Users of Goldman Sachs’ consumer finance app Marcus have even more reason to save money.
CNBC reports that the bank will pay users a 2.25 percent rate starting last Friday, up 20 basis points. Its 1-year certificate of deposit has increased 10 basis points to 2.75 percent.
Competition for deposits has been heating up between online banks and smaller institutions, particularly as the Federal Reserve rate maintains its upward curve. Analysts are concerned that the profitability of the industry hangs in the balance.
A continued rate hike means that the biggest accounts could yield almost 3 percent by year-end, Bankrate.com chief financial analyst Greg McBride told CNBC. He added that a year ago, it was about 1.5 percent.

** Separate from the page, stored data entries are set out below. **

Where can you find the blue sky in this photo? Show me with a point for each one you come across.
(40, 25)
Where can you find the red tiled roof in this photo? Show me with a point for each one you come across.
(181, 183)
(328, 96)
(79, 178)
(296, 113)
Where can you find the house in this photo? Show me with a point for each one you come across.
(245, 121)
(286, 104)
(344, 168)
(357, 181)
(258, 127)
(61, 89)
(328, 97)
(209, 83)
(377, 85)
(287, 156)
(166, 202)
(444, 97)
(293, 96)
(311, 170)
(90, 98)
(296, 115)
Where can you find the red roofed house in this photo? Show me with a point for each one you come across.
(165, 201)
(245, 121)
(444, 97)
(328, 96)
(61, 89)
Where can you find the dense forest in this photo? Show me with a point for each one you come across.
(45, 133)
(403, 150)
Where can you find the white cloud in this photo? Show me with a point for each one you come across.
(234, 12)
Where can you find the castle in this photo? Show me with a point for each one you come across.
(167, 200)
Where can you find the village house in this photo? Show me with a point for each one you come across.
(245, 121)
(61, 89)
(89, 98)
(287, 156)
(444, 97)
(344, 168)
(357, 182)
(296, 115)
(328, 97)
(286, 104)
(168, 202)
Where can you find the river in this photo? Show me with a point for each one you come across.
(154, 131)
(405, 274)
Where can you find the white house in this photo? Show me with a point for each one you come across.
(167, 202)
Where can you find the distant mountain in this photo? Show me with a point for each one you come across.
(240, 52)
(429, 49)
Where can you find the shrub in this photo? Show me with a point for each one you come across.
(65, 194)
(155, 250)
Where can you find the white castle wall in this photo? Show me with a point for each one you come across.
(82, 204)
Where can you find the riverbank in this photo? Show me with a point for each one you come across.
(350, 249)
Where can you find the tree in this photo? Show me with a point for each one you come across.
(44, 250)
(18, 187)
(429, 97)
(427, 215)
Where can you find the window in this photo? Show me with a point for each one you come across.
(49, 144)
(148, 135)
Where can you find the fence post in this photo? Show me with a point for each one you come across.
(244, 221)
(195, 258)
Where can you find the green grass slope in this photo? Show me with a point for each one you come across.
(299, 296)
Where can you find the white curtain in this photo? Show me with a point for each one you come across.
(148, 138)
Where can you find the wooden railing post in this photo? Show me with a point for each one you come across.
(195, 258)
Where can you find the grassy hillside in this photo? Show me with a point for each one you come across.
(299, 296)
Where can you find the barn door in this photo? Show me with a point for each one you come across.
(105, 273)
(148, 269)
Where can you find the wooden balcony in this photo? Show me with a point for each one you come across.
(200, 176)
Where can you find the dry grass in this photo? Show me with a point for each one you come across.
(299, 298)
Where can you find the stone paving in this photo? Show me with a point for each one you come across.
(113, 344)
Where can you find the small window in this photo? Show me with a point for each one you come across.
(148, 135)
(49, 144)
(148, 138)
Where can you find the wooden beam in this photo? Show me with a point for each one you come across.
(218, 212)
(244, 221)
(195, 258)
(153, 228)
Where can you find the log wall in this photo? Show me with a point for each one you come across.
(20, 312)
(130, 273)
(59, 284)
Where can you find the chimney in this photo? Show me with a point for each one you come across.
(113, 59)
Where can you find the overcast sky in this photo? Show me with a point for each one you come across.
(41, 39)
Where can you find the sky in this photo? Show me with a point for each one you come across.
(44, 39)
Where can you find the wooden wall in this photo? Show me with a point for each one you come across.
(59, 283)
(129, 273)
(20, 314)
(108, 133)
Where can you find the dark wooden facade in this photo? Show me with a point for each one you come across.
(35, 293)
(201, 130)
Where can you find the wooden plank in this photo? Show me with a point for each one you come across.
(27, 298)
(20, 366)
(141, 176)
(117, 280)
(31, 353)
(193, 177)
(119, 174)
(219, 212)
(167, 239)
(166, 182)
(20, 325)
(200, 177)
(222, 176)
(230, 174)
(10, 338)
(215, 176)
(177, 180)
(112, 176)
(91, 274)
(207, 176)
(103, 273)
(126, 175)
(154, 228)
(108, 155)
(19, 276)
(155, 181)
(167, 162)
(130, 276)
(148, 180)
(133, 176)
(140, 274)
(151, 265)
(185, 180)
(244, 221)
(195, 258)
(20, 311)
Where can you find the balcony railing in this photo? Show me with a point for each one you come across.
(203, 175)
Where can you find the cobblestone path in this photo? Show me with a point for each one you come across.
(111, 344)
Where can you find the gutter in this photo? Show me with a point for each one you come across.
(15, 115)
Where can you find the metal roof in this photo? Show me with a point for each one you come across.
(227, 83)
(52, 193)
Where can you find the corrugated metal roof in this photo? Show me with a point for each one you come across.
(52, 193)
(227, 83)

“There’s definitely a price war among the most competitive banks. Banks are leapfrogging each other to be at the top of the heap. If it gets more people saving, that’s a good thing.”

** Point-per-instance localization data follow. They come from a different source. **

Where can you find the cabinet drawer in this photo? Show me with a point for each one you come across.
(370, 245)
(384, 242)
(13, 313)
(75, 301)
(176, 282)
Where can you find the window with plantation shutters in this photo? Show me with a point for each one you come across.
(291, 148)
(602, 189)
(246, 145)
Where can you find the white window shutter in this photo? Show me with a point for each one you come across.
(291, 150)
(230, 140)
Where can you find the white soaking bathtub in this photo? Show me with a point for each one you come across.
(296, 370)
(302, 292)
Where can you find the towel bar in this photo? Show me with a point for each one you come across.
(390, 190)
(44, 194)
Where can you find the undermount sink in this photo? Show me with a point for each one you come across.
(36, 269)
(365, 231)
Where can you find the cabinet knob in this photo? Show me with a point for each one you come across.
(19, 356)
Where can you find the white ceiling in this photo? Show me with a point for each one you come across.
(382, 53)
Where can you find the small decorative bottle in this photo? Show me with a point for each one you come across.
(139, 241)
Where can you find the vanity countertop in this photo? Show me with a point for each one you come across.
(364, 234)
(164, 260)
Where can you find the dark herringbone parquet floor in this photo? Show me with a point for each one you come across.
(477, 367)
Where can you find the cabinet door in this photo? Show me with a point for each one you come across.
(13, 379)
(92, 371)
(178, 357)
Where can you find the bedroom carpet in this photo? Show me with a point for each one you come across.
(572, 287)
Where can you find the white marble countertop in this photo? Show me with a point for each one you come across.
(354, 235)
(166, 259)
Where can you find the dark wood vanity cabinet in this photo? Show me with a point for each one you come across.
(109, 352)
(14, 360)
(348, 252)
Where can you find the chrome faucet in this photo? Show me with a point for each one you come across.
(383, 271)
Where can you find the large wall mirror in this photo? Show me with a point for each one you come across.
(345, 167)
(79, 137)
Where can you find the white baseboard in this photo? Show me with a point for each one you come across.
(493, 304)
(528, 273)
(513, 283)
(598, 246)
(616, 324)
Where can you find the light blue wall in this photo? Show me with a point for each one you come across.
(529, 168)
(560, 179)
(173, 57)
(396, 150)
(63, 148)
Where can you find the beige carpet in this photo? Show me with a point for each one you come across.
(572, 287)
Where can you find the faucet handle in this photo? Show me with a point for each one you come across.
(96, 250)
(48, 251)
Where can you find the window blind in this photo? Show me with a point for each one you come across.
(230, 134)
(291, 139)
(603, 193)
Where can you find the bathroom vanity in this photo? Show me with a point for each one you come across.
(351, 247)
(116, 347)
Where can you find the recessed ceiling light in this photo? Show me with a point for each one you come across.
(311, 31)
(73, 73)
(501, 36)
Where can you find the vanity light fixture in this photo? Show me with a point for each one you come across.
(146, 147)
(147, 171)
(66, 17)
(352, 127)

“There’s definitely a price war among the most competitive banks,” McBride said. “Banks are leapfrogging each other to be at the top of the heap. If it gets more people saving, that’s a good thing.”
Marcus users enjoy a rate that is among the highest for accounts that require no minimum balance or other requirement. Compared to CIT Bank, which offers a 2.45 percent on savings accounts, available only to account holders who have a $25,000 balance or monthly direct deposits, according to Bankrate.com.
The app’s growth has been exponential, with Goldman driving more than 2 million customers to Marcus through its attractive interest rates. The company reported that Marcus had $27 billion in deposits, according to a November presentation, according to CNBC.